Magnetic field intensification by three-dimensional explosion process

TL;DR

This paper explores a three-dimensional magnetohydrodynamic process called magnetic flux explosion, which can intensify magnetic fields in the solar convection zone without relying solely on differential rotation, by converting convective potential energy into magnetic energy.

Contribution

It extends previous two-dimensional studies of flux tube explosion to three-dimensional simulations, demonstrating conditions for effective magnetic field intensification.

Findings

Large-scale perturbations lead to significant magnetic field amplification.

Small-scale perturbations cause flux sheets to rise, reducing amplification.

Three-dimensional effects are crucial for realistic modeling of flux explosion.

Abstract

We investigate an intensification mechanism for the magnetic field near the base of the solar convection zone that does not rely on differential rotation.
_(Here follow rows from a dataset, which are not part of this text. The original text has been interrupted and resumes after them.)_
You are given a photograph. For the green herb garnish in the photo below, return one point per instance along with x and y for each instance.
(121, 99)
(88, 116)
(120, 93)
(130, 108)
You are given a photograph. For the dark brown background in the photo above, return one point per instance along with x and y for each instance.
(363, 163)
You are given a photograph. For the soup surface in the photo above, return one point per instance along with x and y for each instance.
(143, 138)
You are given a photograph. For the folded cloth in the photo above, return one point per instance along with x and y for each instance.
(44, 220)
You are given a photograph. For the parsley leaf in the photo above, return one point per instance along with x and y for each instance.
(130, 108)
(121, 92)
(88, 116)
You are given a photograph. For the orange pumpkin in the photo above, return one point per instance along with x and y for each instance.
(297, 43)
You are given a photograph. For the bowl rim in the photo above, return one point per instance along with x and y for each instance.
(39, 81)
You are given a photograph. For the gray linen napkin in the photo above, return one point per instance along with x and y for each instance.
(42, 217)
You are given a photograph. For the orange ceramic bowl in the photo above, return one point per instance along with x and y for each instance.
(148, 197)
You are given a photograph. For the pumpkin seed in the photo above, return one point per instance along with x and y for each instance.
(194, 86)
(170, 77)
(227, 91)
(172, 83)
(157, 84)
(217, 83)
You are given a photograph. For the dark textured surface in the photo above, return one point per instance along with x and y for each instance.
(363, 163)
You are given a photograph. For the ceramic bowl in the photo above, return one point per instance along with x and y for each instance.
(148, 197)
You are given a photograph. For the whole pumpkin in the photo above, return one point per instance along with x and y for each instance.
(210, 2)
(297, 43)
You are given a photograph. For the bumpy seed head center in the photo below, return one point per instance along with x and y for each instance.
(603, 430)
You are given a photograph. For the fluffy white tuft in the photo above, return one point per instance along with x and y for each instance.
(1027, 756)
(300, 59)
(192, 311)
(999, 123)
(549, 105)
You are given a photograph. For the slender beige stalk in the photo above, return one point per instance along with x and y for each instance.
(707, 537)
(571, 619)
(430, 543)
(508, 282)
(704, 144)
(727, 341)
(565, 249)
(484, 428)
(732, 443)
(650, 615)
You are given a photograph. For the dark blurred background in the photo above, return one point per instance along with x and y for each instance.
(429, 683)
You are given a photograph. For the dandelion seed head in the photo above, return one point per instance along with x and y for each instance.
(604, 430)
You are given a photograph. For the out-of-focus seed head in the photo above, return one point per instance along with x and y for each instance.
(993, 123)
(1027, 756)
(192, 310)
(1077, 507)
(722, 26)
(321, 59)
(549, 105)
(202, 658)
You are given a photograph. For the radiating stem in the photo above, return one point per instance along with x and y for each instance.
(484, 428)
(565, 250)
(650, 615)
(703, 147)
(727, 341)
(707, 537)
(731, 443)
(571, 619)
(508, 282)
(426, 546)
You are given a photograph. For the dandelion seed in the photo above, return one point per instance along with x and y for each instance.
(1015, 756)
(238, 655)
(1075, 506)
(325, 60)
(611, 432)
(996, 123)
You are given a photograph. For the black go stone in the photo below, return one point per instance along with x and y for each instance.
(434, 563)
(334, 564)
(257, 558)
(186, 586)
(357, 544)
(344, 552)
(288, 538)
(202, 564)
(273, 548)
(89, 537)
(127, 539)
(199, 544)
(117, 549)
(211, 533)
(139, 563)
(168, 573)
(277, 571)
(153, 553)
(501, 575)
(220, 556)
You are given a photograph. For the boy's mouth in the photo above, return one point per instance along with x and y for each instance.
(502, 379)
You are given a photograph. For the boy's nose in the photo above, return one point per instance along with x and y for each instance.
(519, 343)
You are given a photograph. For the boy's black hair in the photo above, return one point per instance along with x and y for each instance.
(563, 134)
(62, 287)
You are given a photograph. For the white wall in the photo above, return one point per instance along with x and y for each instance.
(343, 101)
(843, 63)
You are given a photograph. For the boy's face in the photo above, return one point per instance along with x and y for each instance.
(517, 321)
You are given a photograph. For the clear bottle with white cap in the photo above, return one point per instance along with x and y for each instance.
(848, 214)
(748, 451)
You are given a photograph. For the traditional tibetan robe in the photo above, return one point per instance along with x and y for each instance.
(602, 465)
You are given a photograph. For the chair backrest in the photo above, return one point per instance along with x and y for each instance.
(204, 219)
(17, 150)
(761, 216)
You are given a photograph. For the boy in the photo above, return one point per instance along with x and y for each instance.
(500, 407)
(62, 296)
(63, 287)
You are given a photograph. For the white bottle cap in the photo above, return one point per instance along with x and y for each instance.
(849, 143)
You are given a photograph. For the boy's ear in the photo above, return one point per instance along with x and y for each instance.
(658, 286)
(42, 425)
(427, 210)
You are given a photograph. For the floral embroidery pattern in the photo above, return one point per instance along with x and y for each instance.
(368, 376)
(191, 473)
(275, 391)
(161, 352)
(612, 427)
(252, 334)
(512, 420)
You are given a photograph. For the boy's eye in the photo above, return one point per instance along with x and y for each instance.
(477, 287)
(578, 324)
Such mechanism in addition to differential rotation has been suggested by studies of flux emergence, which typically require field strength in excess of those provided by differential rotation alone. We study here a process in which potential energy of the superadiabatically stratified convection zone is converted into magnetic energy. This mechanism, know as explosion of magnetic flux tubes, has been previously studied in the thin flux tube approximation as well as two-dimensional MHD simulations, we expand the investigation to three-dimensional MHD simulations. Our main result is that enough intensification can be achieved in a three-dimensional magnetic flux sheet as long as the spatial scale of the imposed perturbation normal to the magnetic field is sufficiently large. When this spatial scale is small, the flux sheet tends to rise toward the surface, resulting in a significant decrease of the magnetic field amplification.